Aktuell arbeitet die Brotbrennerei in Friedrichshafen mit ihrem 2.000 Liter fassenden Maische-Behälter kostendeckend, auch wenn die Markt-Preise für Bioethanol derzeit niedrig sind. Höhere Erlöse könnte die Destillation von Altbackwaren erbringen, wenn daraus aromatische Spirituosen für den menschlichen Genuss entstehen.

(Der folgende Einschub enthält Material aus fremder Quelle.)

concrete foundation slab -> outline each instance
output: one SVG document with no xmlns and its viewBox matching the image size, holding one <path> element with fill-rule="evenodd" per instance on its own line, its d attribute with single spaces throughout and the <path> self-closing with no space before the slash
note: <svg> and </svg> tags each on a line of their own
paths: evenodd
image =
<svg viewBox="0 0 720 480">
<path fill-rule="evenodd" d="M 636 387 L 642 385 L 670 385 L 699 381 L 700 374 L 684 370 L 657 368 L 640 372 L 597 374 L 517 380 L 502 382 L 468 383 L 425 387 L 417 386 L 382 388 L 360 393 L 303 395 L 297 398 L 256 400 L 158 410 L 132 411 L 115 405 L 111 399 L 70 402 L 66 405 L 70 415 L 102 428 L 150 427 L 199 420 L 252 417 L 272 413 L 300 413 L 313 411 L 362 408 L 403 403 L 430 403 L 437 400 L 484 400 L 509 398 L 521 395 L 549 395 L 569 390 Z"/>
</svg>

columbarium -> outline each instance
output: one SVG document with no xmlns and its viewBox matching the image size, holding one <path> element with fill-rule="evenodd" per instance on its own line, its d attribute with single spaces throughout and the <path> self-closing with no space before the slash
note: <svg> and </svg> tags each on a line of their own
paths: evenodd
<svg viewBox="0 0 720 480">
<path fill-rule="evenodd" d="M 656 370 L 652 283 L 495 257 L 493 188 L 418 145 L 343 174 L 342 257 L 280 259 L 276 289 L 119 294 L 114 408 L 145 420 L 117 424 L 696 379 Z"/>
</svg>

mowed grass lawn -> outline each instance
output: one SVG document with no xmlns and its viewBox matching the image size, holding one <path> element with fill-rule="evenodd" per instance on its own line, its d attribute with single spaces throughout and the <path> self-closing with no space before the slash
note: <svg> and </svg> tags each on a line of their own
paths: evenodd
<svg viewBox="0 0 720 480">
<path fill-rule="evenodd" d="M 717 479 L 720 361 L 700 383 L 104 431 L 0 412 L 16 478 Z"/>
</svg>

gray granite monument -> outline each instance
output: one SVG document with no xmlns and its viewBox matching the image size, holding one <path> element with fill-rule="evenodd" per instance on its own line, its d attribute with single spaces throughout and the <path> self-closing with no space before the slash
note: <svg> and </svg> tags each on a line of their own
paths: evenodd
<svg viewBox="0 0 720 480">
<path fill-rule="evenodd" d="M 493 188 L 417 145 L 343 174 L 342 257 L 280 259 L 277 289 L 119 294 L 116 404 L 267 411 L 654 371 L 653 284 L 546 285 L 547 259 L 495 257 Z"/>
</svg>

„Das scheitert im Augenblick noch am EU-Recht“, erläutert Dr. Einfalt. „Darin ist die Destillation von Brot und anderen Backwaren nicht vorgesehen. Aber das Gesetzgebungsverfahren läuft bereits.“
 
Beratungsangebote – Pilotprojekt für den Mittelstand

Noch ist die Brotbrennerei in Friedrichshafen ein Pilotprojekt, das möglichst viel Nachahmung finden soll. Dazu erarbeiten die Projektbeteiligten Handlungsempfehlungen, die sie als Beratungs- und Entwicklungsleistungen für künftige Betreiber:innen solcher Produktionsanlagen anbieten wollen. Hannes Weber schätzt, dass sich solche Anlagen für mittlere Betriebe mit rund fünf Mio. Euro Umsatz im Jahr rentieren. Gefördert wird das Projekt über das Zentrale Innovationsprogramm Mittelstand (ZIM) des Bundesministeriums für Wirtschaft und Klimaschutz (BMWK).
 
HINTERGRUND: Bioökonomie an der Universität Hohenheim

Bioökonomie ist das Leitthema der Universität Hohenheim: Von der Züchtung über die nachhaltige Produktion biobasierter Rohstoffe bis zur Herstellung und Vermarktung von Produkten oder Dienstleistungen werden alle relevanten Themen der Bioökonomie in Forschung und Lehre abgedeckt. Für ihre Produkte, Verfahren und Dienstleistungen nutzt die Bioökonomie biologische, chemische und physikalische Umwandlungsprozesse im Rahmen einer Kreislaufwirtschaft. Durch innovative Technologien können so biologische Stoffe und Prozesse besser genutzt werden, um in Zukunft zunehmend auf fossile Rohstoffe wie Kohle oder Erdöl verzichten zu können.